Premièrement, nous devrions tabler sur le savoir, le savoir-faire et la technologie dont nous disposons en Europe. Ce savoir devrait être protégé et sans cesse repoussé afin de produire des techniques innovantes, des procédés novateurs et des produits à haute valeur ajoutée.

Deuxièmement, au même titre que les Etats-Unis ont mis en place un certain protectionnisme, au même titre que la Chine diminue artificiellement la valeur de sa monnaie, ne soyons pas naïfs dans notre politique économique et commerciale. Il me semblerait opportun de renforcer le marché européen interne par l’établissement de barrières douanières aux frontières de l’Europe.
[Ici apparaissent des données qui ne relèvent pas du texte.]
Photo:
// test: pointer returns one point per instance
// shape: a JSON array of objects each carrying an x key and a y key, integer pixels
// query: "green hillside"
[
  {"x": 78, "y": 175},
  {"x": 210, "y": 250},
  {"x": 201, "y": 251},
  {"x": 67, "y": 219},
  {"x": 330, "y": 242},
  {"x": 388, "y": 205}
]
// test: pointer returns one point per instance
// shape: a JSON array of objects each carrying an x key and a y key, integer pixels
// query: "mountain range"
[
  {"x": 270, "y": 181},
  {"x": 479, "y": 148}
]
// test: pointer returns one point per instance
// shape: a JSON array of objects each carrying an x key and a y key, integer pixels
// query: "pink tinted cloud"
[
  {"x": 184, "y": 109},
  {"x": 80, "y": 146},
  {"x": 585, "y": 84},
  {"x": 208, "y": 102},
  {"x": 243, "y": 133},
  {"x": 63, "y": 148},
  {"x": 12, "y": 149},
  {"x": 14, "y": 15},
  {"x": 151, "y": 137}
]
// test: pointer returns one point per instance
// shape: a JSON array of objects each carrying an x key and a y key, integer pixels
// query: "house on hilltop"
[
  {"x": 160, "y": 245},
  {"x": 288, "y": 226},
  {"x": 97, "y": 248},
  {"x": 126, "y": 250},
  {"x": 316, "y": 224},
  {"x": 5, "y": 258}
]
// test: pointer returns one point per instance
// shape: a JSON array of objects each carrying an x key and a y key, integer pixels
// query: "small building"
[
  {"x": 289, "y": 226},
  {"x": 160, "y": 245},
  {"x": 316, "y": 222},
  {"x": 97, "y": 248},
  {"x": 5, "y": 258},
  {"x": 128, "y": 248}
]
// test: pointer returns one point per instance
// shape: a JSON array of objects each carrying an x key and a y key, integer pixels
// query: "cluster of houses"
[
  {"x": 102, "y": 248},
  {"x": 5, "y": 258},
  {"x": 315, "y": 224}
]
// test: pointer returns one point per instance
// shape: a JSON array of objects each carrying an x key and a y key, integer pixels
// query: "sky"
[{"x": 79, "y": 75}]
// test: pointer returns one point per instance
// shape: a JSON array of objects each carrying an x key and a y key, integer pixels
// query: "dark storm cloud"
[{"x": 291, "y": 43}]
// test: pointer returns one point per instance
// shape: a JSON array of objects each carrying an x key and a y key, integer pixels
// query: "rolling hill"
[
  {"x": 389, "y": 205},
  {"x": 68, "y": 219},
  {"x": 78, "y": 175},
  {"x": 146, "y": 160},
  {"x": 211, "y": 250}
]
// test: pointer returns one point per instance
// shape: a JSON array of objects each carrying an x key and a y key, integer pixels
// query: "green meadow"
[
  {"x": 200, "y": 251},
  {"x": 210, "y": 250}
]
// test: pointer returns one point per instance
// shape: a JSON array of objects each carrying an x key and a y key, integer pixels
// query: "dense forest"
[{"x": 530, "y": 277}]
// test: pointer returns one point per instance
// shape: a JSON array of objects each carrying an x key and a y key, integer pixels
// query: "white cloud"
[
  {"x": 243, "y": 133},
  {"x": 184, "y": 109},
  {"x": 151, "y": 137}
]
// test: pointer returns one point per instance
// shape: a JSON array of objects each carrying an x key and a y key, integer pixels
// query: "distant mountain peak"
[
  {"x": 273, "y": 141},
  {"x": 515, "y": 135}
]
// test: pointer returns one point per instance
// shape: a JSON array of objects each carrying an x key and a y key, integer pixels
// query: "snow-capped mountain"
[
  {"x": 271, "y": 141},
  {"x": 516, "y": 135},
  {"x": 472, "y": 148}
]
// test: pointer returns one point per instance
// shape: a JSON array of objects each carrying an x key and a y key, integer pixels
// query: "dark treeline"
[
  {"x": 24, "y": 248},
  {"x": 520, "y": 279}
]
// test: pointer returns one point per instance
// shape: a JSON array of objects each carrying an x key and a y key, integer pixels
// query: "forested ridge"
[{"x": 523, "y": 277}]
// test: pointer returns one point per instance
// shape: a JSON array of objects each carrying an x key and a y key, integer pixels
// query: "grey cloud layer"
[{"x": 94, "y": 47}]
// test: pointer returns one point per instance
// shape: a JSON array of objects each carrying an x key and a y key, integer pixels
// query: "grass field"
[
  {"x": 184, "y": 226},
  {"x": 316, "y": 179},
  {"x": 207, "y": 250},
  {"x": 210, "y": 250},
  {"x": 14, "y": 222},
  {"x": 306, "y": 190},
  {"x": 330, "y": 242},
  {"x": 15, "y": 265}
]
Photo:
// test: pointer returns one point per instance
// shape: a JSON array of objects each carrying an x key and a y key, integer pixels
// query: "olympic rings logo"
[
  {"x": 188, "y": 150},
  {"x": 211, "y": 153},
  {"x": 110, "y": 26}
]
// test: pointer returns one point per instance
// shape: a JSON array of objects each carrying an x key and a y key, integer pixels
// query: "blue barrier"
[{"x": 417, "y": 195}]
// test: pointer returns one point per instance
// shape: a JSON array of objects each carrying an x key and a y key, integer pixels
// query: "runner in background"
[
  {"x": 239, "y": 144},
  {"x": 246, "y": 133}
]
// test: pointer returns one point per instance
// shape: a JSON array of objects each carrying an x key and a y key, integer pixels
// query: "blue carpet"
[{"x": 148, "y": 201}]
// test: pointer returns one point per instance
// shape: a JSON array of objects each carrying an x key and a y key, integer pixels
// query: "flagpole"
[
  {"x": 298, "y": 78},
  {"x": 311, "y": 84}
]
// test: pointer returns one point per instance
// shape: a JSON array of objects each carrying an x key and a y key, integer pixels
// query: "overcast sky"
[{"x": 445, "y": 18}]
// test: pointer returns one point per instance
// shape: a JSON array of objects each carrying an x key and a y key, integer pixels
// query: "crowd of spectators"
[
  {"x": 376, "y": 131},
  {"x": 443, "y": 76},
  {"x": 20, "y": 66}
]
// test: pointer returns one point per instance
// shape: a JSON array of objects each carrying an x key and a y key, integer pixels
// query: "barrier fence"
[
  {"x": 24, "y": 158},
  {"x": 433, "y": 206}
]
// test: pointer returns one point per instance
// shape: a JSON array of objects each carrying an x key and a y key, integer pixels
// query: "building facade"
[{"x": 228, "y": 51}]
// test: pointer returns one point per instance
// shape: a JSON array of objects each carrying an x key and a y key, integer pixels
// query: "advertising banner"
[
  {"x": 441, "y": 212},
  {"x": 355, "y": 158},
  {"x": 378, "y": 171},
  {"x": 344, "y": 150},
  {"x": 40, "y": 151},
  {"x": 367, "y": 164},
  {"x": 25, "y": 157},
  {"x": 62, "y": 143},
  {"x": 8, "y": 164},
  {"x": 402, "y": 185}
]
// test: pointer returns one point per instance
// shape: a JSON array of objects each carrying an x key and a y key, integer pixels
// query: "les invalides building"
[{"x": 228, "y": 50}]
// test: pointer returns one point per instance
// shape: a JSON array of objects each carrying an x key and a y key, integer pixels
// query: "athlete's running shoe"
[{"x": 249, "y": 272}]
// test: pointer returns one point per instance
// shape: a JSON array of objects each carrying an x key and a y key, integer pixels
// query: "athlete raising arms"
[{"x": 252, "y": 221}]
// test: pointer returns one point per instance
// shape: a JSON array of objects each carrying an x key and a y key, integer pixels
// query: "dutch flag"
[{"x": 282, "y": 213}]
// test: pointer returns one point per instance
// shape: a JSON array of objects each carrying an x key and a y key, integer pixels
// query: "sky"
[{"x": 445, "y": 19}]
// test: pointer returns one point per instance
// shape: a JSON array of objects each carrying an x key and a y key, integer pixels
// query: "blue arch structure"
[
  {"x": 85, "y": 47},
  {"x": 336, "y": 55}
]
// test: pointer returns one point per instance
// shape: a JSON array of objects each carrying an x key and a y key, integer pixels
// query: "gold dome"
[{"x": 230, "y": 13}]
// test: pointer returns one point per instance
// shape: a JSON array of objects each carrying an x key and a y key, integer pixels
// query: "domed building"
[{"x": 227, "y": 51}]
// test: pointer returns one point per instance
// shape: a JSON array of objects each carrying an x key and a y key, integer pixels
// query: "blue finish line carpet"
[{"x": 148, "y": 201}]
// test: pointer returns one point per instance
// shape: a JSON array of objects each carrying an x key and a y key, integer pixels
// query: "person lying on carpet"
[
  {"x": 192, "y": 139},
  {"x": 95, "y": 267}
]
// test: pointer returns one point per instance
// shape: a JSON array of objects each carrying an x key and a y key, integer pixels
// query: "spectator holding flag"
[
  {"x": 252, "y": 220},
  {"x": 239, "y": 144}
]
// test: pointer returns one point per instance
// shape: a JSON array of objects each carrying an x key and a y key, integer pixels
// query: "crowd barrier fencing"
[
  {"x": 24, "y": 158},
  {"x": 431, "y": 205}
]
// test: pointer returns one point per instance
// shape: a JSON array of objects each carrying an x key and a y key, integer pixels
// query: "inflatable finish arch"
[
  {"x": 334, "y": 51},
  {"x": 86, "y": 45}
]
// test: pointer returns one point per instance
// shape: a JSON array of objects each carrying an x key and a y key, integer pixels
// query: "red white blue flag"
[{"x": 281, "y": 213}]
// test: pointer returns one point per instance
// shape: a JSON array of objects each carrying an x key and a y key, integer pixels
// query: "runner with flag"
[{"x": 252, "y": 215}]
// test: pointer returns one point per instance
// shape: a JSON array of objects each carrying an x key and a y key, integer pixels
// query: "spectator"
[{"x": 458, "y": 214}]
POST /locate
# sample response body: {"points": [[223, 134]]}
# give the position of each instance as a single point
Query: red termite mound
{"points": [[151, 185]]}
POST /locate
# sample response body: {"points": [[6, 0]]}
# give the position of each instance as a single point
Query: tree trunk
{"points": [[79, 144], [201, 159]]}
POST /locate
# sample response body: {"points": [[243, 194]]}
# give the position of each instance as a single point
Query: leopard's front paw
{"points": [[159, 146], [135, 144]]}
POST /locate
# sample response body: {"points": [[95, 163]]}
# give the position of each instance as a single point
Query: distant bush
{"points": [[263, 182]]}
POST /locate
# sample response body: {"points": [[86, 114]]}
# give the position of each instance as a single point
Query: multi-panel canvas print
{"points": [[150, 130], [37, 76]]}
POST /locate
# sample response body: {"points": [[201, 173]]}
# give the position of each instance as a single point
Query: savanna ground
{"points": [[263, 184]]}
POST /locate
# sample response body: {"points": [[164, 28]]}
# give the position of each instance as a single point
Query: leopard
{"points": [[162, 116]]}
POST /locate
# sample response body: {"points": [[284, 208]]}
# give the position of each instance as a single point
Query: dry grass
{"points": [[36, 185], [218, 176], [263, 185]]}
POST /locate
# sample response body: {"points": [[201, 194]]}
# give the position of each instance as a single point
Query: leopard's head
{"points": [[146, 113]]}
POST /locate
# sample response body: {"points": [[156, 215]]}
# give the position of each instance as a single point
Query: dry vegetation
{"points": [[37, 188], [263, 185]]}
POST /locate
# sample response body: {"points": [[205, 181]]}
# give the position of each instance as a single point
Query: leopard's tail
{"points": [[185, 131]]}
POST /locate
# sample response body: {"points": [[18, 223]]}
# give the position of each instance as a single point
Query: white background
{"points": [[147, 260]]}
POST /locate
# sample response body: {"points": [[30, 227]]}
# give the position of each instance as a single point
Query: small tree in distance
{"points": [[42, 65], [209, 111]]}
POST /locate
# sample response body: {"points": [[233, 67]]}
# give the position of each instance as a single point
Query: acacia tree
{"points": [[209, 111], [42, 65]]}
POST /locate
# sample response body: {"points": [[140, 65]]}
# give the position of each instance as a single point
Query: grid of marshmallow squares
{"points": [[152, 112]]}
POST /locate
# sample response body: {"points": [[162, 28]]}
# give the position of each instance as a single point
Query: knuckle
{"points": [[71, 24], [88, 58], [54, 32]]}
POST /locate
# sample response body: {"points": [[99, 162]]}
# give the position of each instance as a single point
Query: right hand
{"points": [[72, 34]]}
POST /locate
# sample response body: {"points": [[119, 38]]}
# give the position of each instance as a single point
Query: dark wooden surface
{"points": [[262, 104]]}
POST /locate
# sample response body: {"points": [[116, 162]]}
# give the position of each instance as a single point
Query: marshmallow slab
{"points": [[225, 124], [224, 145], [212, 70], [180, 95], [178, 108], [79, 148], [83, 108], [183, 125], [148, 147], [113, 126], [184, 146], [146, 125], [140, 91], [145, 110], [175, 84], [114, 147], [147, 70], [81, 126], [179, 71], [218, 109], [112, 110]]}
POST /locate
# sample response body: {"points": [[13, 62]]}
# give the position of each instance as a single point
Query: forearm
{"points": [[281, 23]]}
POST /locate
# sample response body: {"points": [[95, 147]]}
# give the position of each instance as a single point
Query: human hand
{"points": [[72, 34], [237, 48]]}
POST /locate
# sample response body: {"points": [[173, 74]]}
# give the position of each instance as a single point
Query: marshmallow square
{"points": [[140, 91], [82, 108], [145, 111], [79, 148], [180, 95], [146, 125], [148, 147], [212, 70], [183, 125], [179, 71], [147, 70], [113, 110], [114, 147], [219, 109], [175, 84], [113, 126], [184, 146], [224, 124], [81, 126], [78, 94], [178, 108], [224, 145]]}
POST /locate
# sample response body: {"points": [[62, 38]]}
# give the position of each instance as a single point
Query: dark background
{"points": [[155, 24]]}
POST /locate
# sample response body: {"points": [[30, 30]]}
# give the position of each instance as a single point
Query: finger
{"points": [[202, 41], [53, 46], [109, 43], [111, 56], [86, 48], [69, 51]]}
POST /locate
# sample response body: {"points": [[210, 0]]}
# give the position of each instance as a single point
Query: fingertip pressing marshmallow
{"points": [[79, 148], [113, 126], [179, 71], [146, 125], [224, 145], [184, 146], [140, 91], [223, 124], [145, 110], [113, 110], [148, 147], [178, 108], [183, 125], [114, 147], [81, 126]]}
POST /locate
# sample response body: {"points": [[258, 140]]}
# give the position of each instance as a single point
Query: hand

Nos partenaires commerciaux n’ont pas de scrupules sur ce point, utilisons donc leurs propres méthodes. De cette manière, les biens produits en Europe reviendront moins cher que ceux produits à l’étranger et la consommation entrainera une spirale positive pour la production.

L’euro porte également ses effets sur les finances des Etats. Au delà des considérations sur la convergence et le renforcement des politiques, une dette libellée en euros n’est pas une dette libellée en francs. Avec le refinancement des banques, si nous n’avions pas eu l’euro, notre dette aurait littéralement explosé et nous nous serions retrouvés dans un cas semblable à celui de la Grèce, de l’Espagne, du Portugal ou de l’Italie.

De même, ceux qui appellent à sortir de l’euro sont soit des démagogues cyniques et électoralistes, soit totalement inconscients de l’impact que cela aurait. Avec l’euro, l’inflation monétaire est contrôlée contrairement aux monnaies nationales. Dès  lors, sortir de l’euro signifie également libeller la dette nationale en monnaie du pays. C’est sortir de la stabilité et soumettre monnaie et économie aux affres et aux turbulences des marchés. C’est voir la dette augmenter dans des proportions inimaginables et l’Etat en perdre le contrôle.

En conclusion, lorsque je place l’euro sur la balance, je ne peux que constater qu’elle penche immanquablement en faveur de ce dernier. L’euro n’est pas exempt de tout défaut, mais ses avantages l’emportent sur ses inconvénients car en adoptant la politique adéquate, les défauts peuvent être corrigés alors que les avantages restent irremplaçables.